About 95 percent of the world's fish catch comes from large marine ecosystems, says Pauly. For the past decade or so, that haul has represented about 20 percent of the natural productivity of those regions, as measured by the amount of carbon locked away by organisms at the base of the ocean's food chain.

Efficiency matters

While wilderness areas remain relatively unaffected by people, other parts of the world are packed cheek by jowl with cities, farms, and other human imprints.

Southern Asia, a 6.7-million-square-kilometer region that includes India, is one of the most densely populated and heavily irrigated regions on the planet, says Erb. There, human activity co-opts about 63 percent of the area's natural productivity each year, he and his colleagues estimate. In eastern and southeastern Europe, people appropriate about 52 percent of the land's productivity.

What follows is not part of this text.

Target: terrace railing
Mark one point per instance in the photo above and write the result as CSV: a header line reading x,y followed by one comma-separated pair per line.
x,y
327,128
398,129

At the other extreme, in Australia, central Asia, and Latin America, the percentage of productivity that ends up in human hands ranges between 11 and 16 percent. Increasing the use of fertilizers and irrigation could boost those percentages and help meet the needs of a growing world population. However, long-term irrigation sometimes renders the soil too salty for crops, and fertilizer, if used unsparingly, runs off into rivers and streams and ends up in the ocean, where it overfertilizes algae and thus creates huge zones devoid of other life. "There's no free biomass," Erb cautions.

In the stampede to replace fossil fuels, some scientists have proposed the large-scale cultivation of crops that can be transformed into supposedly eco-friendly biofuels. That, too, might be ecologically unwise.

"If the whole world begins to look like Iowa cornfields, we'll have to take an even larger share of global biological production into human hands, and that leaves a lot less for other things," says Foley. "And those other things won't be just pretty butterflies and tigers and charismatic animals, they'll be things that matter to us, like the things that clean our water, preserve our soils, clean our atmosphere, and pollinate our crops."

"At what point does human activity begin to compromise a lot of our environmental systems?" Foley continues. "At what point does this get to be scary?"